Please use this identifier to cite or link to this item: https://scholarbank.nus.edu.sg/handle/10635/173022
Title: STATE OF THE ARTS : A STUDY OF DISCOURSE ON THE ARTS IN SINGAPORE
Authors: CHARLES CHER HIANG MENG
Issue Date: 1998
Citation: CHARLES CHER HIANG MENG (1998). STATE OF THE ARTS : A STUDY OF DISCOURSE ON THE ARTS IN SINGAPORE. ScholarBank@NUS Repository.

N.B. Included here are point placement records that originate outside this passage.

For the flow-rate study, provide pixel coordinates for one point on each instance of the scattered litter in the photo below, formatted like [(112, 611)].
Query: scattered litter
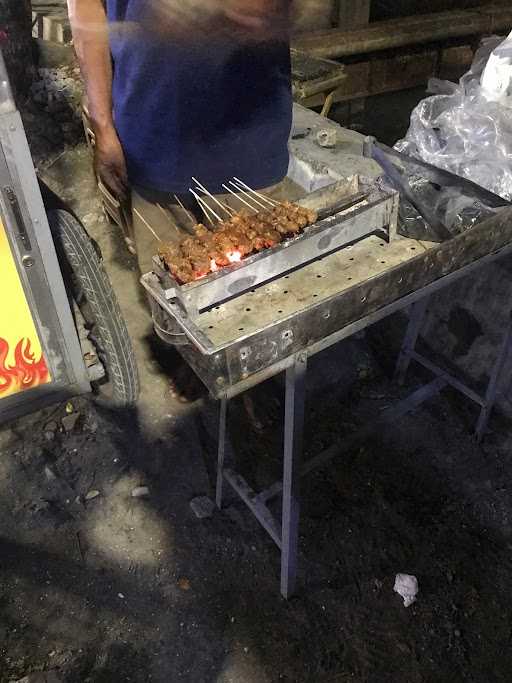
[(41, 677), (69, 421), (140, 492), (407, 587), (202, 506), (327, 137), (50, 474), (184, 584)]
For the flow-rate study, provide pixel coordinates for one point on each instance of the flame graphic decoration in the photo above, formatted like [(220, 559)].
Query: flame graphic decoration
[(25, 373)]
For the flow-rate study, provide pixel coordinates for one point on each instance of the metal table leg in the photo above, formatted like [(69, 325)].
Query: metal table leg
[(221, 453), (498, 371), (417, 316), (293, 438)]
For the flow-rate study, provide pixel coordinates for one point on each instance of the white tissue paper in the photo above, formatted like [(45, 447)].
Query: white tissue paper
[(406, 586)]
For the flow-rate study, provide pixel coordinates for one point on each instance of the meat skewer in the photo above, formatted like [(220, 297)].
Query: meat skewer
[(272, 202), (238, 197), (235, 238), (223, 206), (246, 194), (205, 207)]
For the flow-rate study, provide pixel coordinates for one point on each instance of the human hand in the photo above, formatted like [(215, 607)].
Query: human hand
[(209, 18), (110, 163)]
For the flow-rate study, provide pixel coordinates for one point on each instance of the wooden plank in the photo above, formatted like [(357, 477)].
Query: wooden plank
[(398, 33), (391, 74)]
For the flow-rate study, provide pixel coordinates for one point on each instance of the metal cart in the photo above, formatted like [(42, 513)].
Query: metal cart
[(61, 328)]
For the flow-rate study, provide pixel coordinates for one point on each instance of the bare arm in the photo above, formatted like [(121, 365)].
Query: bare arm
[(90, 35)]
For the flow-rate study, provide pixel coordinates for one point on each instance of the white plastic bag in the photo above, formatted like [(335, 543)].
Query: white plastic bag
[(467, 128)]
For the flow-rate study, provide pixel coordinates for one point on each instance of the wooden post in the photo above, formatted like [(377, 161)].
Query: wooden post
[(354, 14)]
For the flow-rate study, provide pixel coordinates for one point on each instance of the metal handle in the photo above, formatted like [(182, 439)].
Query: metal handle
[(12, 200)]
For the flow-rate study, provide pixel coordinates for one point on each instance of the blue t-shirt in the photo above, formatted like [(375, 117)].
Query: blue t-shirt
[(212, 110)]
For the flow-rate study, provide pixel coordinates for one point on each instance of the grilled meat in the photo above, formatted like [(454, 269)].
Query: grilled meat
[(241, 235)]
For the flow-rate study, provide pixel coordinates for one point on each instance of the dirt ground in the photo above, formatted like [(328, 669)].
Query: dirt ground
[(117, 588)]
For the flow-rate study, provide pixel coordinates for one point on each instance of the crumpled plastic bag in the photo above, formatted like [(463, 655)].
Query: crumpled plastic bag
[(467, 128)]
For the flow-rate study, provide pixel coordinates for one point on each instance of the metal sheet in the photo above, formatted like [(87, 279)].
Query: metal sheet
[(32, 247), (255, 333), (377, 213)]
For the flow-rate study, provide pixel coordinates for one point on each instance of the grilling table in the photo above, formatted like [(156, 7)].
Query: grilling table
[(245, 324)]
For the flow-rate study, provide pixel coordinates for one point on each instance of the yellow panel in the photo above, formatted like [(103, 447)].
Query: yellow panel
[(22, 364)]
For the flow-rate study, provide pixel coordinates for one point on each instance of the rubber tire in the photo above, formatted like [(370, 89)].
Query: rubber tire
[(89, 286)]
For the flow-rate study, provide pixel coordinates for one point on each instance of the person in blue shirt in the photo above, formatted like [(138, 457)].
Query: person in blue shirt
[(179, 89)]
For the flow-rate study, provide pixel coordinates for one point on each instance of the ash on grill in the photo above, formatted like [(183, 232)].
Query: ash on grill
[(243, 234)]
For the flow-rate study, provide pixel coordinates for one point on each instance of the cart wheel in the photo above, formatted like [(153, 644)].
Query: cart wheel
[(91, 291)]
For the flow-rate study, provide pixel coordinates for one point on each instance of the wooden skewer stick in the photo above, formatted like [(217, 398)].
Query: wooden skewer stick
[(223, 206), (146, 224), (205, 207), (242, 191), (189, 213), (237, 195), (166, 214), (273, 202)]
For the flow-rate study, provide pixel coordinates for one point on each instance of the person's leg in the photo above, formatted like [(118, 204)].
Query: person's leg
[(154, 222)]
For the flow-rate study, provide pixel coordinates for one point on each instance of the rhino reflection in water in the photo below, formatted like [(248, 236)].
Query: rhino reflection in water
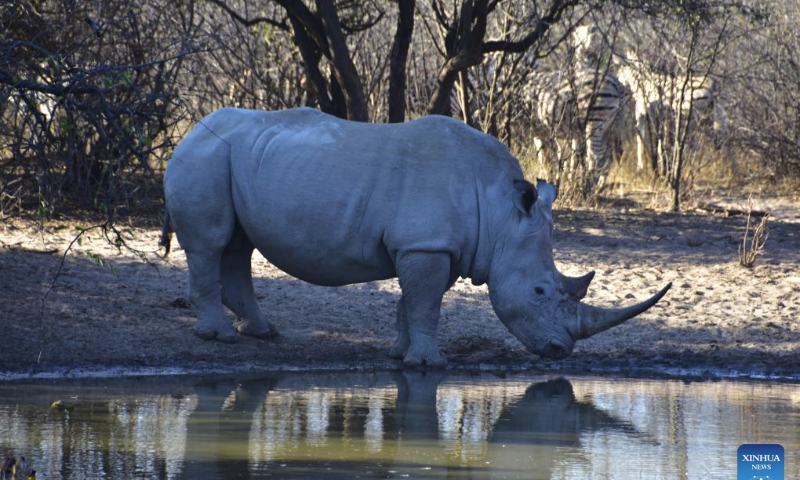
[(334, 202), (532, 434)]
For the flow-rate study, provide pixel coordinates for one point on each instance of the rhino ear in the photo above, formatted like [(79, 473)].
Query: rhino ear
[(524, 196)]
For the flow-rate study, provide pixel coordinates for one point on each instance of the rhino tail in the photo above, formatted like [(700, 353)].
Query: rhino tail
[(166, 233)]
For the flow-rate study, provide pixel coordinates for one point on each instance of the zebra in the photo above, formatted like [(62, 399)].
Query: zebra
[(582, 108), (659, 96)]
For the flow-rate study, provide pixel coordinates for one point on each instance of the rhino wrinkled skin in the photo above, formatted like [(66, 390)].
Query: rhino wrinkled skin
[(334, 202)]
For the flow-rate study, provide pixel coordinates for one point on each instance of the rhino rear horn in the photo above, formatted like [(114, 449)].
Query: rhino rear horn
[(594, 320), (577, 287)]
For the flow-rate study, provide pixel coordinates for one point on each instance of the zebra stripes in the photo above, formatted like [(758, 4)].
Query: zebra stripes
[(584, 111), (660, 97)]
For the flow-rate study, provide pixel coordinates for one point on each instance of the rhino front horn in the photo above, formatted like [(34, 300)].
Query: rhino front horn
[(595, 320)]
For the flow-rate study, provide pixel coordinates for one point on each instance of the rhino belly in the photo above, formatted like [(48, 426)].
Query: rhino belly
[(322, 240)]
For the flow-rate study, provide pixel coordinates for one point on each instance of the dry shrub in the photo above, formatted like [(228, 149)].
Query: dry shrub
[(755, 237)]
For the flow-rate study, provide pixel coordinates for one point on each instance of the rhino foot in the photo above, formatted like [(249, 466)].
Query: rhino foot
[(226, 335), (421, 357), (255, 329)]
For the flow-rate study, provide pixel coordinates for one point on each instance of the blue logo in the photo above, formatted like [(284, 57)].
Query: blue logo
[(760, 462)]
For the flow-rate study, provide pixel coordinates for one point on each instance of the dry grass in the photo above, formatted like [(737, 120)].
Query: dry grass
[(755, 237)]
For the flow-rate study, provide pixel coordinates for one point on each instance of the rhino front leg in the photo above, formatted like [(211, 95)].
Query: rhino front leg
[(237, 287), (424, 278)]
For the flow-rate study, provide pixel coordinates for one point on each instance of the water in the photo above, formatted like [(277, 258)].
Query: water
[(396, 425)]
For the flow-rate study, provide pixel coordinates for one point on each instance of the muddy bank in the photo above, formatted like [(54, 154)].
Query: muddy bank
[(109, 308)]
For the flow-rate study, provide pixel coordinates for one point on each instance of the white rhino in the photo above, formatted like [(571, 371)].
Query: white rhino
[(334, 202)]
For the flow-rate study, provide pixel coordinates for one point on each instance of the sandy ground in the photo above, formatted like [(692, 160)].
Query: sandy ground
[(113, 309)]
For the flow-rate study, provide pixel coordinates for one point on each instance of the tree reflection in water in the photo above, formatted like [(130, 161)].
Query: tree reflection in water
[(379, 425)]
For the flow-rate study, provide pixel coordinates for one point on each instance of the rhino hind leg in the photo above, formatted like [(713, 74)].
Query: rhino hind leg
[(424, 279), (402, 342), (237, 287), (206, 296)]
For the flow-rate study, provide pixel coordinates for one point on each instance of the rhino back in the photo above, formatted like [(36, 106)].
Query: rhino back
[(332, 202)]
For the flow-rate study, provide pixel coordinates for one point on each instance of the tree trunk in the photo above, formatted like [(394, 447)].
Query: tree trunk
[(399, 57), (342, 64)]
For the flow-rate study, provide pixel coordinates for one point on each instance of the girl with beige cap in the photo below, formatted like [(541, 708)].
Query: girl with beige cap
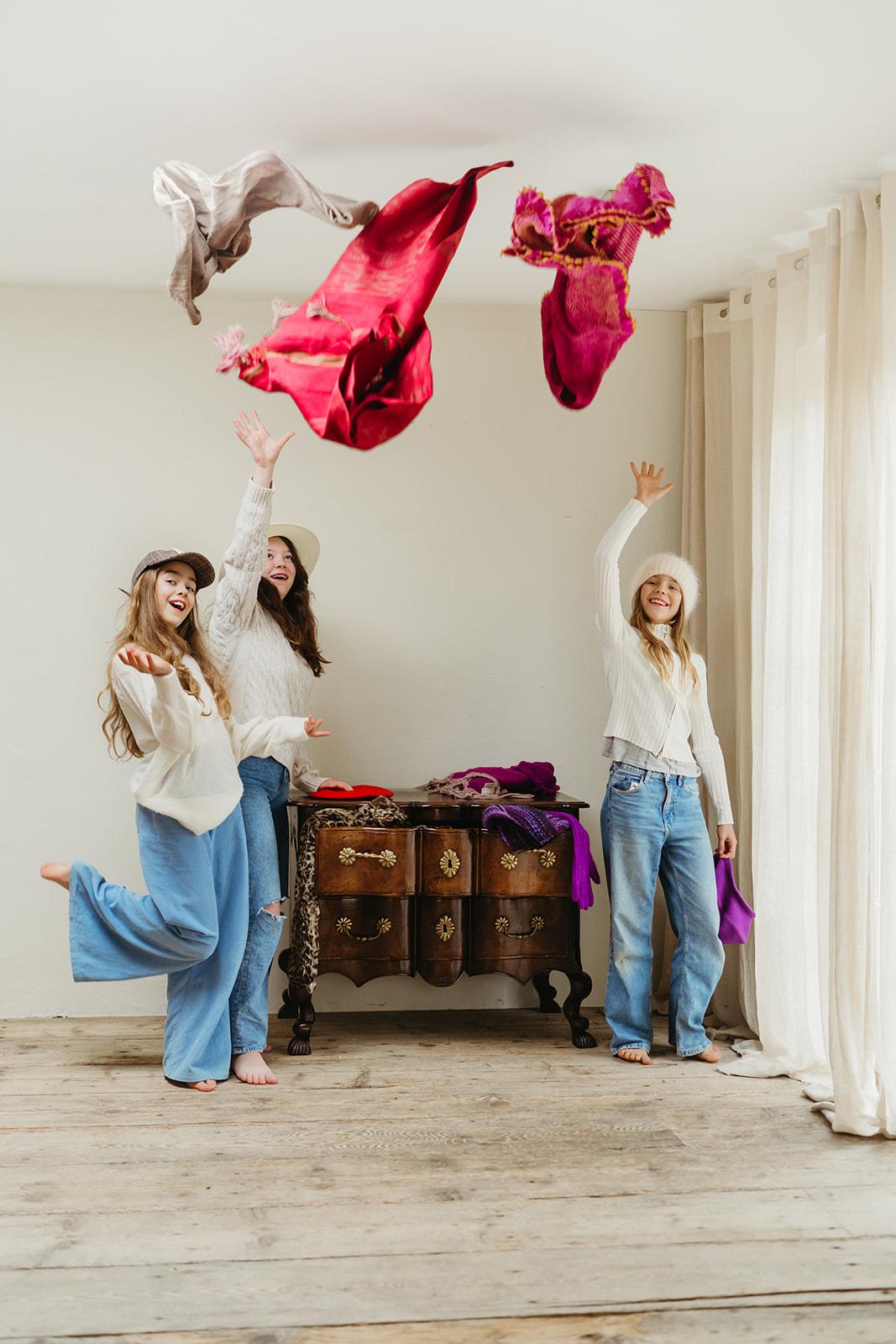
[(170, 711), (660, 738)]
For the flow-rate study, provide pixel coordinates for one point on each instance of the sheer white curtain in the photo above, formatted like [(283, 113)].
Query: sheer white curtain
[(790, 503)]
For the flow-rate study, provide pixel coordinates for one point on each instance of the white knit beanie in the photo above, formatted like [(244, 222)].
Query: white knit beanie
[(676, 568)]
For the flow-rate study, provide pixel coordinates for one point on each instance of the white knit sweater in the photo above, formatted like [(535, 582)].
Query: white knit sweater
[(264, 674), (663, 717), (188, 766)]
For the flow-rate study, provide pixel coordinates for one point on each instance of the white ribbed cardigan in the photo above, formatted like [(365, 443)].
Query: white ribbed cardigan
[(264, 674), (642, 705)]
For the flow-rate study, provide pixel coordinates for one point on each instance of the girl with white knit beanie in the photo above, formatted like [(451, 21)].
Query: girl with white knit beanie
[(264, 636), (660, 738)]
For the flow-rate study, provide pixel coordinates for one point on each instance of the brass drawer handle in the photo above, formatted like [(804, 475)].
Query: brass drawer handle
[(445, 929), (385, 858), (503, 925), (547, 858), (450, 864), (344, 927)]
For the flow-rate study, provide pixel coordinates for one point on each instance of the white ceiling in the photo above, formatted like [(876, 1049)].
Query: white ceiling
[(761, 114)]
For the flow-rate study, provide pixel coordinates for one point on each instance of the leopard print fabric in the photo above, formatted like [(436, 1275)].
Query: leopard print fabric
[(304, 942)]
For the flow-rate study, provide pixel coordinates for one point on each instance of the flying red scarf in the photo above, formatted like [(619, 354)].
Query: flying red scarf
[(355, 358)]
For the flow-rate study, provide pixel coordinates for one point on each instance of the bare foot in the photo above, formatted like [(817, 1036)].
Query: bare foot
[(251, 1068), (634, 1055), (58, 873)]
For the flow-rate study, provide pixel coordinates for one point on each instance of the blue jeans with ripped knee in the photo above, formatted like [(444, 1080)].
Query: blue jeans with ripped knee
[(652, 827), (264, 806), (191, 927)]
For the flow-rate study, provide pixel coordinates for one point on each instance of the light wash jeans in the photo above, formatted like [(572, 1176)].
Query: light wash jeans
[(652, 827), (264, 804), (191, 927)]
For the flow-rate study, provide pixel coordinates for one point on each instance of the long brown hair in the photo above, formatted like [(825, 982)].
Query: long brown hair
[(145, 628), (658, 651), (293, 613)]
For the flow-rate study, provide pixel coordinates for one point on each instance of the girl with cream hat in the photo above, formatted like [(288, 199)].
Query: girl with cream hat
[(264, 636), (660, 738)]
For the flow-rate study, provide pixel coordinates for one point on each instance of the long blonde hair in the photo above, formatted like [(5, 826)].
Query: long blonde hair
[(145, 628), (658, 651)]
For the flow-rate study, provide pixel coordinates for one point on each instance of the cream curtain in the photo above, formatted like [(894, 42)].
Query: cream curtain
[(789, 508)]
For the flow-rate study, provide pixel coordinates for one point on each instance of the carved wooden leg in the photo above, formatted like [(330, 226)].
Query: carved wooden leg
[(289, 1007), (579, 990), (546, 992), (301, 1042)]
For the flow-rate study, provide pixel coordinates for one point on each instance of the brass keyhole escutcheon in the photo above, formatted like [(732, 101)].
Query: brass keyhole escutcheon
[(450, 864), (445, 927)]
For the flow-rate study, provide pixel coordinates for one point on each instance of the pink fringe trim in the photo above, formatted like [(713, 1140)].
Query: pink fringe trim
[(231, 343)]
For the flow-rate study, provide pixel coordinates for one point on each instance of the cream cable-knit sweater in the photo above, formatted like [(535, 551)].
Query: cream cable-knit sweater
[(264, 675), (645, 710), (188, 766)]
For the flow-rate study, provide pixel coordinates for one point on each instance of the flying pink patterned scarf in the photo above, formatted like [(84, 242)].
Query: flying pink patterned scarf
[(355, 358), (590, 244)]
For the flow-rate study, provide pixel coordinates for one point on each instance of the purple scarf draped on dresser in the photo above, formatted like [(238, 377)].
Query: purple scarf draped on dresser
[(531, 828)]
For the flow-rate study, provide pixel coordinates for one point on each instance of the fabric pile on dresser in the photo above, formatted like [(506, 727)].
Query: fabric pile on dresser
[(526, 780), (304, 934), (531, 828)]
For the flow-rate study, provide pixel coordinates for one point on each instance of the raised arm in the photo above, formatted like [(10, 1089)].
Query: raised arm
[(610, 617), (246, 554), (150, 696)]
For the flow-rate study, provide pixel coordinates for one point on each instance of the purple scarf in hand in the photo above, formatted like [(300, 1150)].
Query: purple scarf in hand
[(531, 828)]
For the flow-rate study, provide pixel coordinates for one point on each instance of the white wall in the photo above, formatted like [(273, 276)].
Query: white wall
[(453, 591)]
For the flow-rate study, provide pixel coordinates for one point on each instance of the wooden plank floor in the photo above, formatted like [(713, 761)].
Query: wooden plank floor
[(459, 1178)]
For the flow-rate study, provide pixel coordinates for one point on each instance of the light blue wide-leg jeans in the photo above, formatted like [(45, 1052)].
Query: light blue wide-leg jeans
[(191, 927), (264, 803), (653, 828)]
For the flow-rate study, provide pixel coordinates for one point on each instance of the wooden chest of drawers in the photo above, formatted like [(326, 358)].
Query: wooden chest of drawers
[(438, 897)]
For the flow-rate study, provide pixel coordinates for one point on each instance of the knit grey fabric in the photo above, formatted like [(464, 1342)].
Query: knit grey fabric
[(211, 215)]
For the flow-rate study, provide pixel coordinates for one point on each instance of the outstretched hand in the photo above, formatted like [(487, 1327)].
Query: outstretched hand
[(727, 847), (143, 662), (649, 483), (264, 448)]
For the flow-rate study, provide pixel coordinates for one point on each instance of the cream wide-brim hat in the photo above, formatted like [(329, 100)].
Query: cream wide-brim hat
[(307, 544)]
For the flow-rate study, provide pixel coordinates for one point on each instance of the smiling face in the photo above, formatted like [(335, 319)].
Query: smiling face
[(175, 591), (660, 598), (280, 568)]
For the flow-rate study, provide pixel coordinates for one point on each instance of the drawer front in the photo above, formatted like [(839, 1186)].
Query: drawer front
[(513, 927), (441, 938), (374, 932), (446, 862), (365, 862), (526, 873)]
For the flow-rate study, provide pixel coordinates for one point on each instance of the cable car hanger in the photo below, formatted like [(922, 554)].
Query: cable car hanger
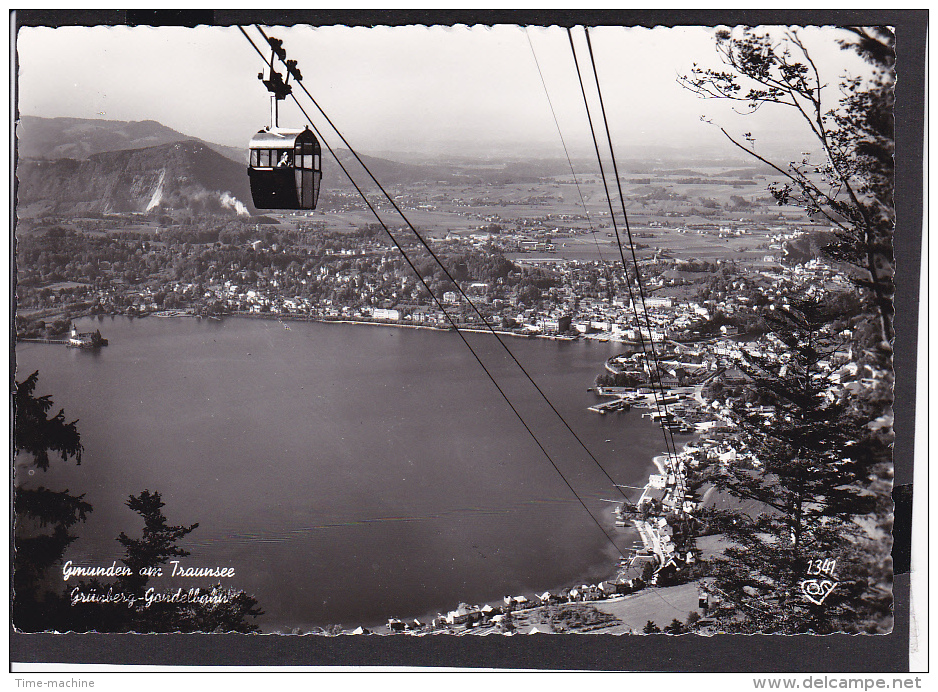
[(285, 166)]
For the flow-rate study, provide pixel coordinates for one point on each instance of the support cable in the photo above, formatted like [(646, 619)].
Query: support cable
[(576, 182), (451, 320), (668, 447), (638, 276), (667, 431)]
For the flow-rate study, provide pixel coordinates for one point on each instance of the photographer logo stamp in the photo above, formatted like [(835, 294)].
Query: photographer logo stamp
[(822, 582)]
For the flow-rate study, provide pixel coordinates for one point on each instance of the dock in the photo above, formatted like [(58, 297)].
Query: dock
[(615, 405)]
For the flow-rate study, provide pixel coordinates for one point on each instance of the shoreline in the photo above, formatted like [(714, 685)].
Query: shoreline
[(598, 574), (274, 317)]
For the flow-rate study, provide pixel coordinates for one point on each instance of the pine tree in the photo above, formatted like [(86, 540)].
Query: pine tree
[(815, 477), (44, 518)]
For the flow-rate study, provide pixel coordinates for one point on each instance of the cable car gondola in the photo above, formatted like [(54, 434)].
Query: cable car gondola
[(285, 165), (285, 169)]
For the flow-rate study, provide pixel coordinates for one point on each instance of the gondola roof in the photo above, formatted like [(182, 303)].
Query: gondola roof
[(278, 138)]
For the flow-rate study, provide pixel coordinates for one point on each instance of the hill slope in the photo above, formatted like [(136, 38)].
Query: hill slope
[(178, 175), (79, 138)]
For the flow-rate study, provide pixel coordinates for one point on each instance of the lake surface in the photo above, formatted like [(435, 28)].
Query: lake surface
[(347, 472)]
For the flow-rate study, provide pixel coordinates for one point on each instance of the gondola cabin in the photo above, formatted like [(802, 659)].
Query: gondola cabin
[(285, 169)]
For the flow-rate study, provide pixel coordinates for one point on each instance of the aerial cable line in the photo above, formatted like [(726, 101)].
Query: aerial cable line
[(439, 303), (446, 271), (625, 216), (665, 428), (668, 446), (576, 182)]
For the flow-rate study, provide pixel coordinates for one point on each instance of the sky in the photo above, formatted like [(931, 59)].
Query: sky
[(455, 90)]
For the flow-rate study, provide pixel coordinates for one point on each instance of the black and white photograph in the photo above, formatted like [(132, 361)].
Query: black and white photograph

Abstract: This thesis looks at the discourse on the arts within Singapore and how it has developed over the past decade. The arts is said to be something that subverts the given "reality" through aesthetic re-presentation, and as such is necessarily political. Meanwhile, the state, through hegemonic use of power, would always attempt to present a dominant "reality" which justifies and "naturalises" its authority. There is therefore a naturally tension-filled relationship between the arts and the state. In Singapore, the Government has in the past decade taken an increasing interest in the arts. It has tried to control the arts through several means. Firstly, the Government is directly or indirectly responsible for the funding of arts, as well as the housing of the various theatre groups. They are also the ''landlords" of virtually all the performance facilities such as auditoriums and rehearsal areas. This monopoly of facilities and funds, added to public entertainment licensing laws, gives the state the means to censor or censure any work of art, and as such, have direct power over the domain of the arts. Secondly, the Government has in public discourse attempted to subvert the arts. It defines the areas of political and social acceptability, and in doing so circumscribes the space for artistic expression. In doing so it prescribes what the arts should and should not be, and tries to change the meaning of the arts through discursive formation. In recent years, the Government has been trying to promote and sell "neutral arts”, either those that contribute to the formation of national identity (as desired by the state), or those which merely entertain and contribute to tourism.However, there are social, political and economic developments which have pressured the Government to allow the arts to have a more natural development. This means the arts may well continue to grow in ways which benefit the state as well as those which undermine it.